Deliverable: All requirements described above are met.
Deliverable: The deliverables described in the bike computer part 3 codelab are parts of the project deliverables.
Deliverable: An answer to the question asked in the bike computer part 3 codelab is given and documented in the README file of your project.
Deliverable: The bootloader application is delivered in a sub-folder named “bootloader” in your github repository. You must make sure of the following:
- Your BikeComputer program “.mbedignore” file is configured for ignoring this subfolder.

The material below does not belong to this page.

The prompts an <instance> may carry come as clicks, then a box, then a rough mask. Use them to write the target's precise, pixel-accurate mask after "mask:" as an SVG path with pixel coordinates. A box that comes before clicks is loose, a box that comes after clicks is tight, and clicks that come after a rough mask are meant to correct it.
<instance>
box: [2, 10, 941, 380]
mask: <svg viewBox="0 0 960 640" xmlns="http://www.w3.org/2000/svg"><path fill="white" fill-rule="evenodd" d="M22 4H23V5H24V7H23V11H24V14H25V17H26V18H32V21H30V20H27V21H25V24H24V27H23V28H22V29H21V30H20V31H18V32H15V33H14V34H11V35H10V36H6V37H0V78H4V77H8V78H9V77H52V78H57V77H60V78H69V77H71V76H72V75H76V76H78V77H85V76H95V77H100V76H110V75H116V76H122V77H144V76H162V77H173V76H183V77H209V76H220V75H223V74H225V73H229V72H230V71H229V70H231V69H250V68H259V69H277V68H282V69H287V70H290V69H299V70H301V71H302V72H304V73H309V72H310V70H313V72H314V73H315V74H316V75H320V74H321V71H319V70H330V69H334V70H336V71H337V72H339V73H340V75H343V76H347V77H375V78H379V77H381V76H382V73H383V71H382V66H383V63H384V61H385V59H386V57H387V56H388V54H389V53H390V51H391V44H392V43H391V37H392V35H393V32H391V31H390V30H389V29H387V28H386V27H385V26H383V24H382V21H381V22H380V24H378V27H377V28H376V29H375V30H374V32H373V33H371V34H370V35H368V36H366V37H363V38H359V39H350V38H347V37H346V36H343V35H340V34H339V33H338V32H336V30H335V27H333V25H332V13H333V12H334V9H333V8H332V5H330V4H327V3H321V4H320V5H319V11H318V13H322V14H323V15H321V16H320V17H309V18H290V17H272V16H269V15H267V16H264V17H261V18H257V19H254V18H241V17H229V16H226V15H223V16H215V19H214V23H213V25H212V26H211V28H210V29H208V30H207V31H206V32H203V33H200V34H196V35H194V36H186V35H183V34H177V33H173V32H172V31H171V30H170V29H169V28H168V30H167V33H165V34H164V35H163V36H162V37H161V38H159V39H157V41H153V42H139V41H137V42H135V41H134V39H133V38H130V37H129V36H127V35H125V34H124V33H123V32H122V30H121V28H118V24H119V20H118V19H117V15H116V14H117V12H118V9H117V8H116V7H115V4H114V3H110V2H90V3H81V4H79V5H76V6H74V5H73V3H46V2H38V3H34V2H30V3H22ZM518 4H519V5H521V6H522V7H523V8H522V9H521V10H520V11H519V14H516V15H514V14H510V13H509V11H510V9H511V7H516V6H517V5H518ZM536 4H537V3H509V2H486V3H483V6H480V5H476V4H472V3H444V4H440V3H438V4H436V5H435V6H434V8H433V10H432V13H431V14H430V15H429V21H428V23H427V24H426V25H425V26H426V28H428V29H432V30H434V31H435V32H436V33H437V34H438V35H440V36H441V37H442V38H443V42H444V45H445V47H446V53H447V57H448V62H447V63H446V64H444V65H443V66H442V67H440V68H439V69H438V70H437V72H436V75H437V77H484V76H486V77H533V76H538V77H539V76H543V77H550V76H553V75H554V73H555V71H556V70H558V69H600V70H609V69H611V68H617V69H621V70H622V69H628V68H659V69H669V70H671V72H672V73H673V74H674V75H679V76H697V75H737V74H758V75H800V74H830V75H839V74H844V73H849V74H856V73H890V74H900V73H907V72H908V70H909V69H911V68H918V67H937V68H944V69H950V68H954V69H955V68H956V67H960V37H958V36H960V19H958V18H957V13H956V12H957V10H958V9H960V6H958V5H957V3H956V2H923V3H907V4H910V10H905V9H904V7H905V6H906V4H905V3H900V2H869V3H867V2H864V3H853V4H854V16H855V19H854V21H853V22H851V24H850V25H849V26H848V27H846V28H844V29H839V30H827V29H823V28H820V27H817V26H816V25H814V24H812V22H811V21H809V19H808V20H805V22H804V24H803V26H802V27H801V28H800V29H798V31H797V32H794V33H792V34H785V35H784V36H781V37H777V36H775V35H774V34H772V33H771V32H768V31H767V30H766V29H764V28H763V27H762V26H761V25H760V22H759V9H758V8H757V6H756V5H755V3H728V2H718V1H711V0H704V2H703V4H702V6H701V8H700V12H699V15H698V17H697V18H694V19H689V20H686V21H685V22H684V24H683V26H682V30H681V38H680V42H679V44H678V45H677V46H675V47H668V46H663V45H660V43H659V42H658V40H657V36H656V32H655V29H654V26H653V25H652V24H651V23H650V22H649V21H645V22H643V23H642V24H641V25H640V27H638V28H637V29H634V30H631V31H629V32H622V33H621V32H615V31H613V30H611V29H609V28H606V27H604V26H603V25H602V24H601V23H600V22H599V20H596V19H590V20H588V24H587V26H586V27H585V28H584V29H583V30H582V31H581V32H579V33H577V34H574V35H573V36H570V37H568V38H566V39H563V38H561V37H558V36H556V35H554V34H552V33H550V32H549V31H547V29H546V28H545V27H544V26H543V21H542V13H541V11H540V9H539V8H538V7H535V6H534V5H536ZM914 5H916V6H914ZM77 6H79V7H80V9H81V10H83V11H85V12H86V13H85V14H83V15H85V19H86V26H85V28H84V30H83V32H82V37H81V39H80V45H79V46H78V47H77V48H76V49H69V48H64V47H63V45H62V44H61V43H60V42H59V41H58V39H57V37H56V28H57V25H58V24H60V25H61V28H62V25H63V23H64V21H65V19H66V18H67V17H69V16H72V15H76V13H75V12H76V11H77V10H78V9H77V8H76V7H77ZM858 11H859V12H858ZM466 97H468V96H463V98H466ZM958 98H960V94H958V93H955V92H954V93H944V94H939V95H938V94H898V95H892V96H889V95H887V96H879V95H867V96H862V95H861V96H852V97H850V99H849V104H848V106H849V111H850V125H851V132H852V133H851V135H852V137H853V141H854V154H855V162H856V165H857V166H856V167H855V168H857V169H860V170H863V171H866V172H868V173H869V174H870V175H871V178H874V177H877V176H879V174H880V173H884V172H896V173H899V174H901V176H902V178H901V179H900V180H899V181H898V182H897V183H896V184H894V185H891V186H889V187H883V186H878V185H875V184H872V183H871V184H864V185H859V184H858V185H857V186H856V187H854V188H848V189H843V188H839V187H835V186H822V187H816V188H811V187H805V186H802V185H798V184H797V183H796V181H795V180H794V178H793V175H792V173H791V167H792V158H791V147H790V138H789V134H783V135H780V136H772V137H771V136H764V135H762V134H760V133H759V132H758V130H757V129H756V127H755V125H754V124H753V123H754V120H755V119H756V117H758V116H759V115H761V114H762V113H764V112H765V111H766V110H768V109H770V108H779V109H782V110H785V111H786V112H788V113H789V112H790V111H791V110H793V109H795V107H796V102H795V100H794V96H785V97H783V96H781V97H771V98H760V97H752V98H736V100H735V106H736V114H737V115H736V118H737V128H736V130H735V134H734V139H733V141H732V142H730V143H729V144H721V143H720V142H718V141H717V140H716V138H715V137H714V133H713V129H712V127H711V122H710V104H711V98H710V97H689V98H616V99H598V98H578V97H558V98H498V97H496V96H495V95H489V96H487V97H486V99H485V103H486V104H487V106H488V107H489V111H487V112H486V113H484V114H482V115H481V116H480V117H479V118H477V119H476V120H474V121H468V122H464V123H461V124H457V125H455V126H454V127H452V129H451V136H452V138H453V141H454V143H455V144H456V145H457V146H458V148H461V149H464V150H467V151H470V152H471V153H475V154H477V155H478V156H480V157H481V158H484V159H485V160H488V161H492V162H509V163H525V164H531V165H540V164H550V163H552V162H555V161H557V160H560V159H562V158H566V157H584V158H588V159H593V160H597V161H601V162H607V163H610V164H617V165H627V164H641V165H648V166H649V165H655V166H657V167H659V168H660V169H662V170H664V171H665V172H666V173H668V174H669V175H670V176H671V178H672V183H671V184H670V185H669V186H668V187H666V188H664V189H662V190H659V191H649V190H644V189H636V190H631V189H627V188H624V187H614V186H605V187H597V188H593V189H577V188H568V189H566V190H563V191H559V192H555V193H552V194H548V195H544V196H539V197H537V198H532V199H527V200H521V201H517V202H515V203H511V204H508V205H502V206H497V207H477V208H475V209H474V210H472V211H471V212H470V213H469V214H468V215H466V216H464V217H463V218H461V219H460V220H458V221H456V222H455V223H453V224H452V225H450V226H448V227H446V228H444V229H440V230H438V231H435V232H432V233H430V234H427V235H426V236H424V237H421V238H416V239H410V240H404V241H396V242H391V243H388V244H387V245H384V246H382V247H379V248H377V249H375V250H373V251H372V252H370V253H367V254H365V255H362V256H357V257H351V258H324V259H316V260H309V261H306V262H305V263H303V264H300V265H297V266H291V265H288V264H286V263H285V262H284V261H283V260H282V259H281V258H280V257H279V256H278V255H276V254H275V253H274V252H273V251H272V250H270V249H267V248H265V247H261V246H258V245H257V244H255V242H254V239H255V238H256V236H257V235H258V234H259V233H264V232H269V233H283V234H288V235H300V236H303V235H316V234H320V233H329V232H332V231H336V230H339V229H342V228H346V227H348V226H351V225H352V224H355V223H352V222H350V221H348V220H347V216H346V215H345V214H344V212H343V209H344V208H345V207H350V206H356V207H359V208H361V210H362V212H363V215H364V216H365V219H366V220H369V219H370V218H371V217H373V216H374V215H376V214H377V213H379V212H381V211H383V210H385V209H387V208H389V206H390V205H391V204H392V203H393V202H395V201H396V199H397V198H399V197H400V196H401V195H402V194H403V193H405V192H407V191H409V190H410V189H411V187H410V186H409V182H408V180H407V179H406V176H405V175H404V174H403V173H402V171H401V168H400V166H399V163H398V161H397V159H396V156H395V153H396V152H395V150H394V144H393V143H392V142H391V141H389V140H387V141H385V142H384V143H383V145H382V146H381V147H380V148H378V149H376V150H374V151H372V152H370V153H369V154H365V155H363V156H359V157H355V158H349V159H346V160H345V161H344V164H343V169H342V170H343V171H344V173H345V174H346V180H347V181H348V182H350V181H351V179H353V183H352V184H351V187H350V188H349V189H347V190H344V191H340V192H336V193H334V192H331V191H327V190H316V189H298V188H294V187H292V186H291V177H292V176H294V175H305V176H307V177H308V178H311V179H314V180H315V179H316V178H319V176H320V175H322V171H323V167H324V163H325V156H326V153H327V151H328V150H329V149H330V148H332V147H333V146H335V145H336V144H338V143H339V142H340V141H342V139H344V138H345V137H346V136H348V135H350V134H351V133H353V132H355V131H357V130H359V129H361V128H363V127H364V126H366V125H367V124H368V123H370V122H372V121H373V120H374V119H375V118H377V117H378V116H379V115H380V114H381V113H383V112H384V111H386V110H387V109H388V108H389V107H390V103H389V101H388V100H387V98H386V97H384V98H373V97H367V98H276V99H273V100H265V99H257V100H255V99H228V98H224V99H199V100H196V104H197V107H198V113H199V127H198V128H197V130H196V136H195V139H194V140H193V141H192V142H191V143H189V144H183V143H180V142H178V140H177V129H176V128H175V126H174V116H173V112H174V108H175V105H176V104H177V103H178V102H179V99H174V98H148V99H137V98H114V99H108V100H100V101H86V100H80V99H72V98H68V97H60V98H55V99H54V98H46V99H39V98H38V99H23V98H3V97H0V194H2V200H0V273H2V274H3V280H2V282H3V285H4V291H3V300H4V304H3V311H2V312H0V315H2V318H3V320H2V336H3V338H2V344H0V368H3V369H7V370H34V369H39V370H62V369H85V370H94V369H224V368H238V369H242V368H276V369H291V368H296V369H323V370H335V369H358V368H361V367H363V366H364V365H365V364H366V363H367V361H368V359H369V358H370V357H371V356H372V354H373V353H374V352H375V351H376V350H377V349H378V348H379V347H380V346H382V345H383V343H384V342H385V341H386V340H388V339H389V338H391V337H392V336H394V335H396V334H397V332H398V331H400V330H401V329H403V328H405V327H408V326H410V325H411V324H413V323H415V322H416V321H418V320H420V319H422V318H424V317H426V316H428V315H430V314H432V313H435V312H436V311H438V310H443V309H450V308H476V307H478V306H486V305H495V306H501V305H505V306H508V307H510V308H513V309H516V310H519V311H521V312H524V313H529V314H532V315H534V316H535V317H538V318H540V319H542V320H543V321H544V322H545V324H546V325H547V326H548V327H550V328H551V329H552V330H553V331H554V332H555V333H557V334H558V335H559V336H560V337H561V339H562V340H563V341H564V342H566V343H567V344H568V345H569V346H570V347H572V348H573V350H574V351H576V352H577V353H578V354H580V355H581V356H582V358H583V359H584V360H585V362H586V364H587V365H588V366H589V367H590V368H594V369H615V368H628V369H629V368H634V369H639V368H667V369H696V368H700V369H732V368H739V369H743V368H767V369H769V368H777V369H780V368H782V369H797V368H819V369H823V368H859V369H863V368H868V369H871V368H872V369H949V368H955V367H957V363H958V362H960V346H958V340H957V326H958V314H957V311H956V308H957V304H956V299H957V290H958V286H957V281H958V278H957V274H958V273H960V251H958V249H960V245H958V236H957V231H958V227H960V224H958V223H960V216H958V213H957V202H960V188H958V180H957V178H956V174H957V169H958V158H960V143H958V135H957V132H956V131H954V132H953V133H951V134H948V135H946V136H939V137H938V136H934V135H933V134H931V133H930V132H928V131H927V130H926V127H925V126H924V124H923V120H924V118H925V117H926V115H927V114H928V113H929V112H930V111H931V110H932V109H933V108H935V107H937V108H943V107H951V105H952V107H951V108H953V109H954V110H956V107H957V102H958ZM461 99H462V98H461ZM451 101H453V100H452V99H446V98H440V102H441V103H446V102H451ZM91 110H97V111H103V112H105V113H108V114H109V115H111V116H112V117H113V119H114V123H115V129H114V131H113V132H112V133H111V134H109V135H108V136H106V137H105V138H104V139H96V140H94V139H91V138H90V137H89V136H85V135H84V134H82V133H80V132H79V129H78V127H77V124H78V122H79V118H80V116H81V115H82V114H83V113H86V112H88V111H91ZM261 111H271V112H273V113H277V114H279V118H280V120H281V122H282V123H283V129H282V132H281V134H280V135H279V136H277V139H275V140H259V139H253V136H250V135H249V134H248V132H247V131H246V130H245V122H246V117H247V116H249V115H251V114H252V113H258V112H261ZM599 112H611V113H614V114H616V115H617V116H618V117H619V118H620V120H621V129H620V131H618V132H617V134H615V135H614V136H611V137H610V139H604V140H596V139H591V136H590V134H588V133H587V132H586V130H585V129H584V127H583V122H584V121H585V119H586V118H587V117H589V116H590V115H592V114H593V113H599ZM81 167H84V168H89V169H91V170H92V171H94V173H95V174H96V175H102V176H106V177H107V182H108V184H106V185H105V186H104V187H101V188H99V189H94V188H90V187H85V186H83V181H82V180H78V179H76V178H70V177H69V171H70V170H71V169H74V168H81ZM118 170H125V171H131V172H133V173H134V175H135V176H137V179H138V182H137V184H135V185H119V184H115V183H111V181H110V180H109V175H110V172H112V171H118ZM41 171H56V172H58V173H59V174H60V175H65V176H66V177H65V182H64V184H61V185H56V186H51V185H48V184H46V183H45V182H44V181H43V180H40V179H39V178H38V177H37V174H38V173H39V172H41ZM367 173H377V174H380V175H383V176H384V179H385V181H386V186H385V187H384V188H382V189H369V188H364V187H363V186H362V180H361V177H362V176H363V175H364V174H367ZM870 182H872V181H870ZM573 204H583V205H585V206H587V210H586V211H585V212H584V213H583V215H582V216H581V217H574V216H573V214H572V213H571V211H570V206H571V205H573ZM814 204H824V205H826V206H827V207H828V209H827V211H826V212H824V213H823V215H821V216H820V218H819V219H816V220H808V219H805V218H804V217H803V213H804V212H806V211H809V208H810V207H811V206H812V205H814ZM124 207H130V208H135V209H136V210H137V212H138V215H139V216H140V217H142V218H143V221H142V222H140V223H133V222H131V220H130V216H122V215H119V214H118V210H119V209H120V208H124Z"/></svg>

- Your BikeComputer program must compile properly when the bootloader is located as a subfolder in the root directory of the application. It must also be configured for integrating the bootloader binary properly.
- Your bootloader application must compile properly if you compile it using the “mbed compile -m DISCO_H747I -t ARMC6” command in a Mbed Studio terminal window.
Deliverable: the “DISCO_H747I” and “advembsof” libraries are updated to the latest versions.

Bug Fixes from Phase 2

After you delivered the Phase 2 of the project, a few issues related to your project may have been created. These will need to be fixed within Phase 3. The procedure for fixing bugs is the same as the one documented for Phase 2.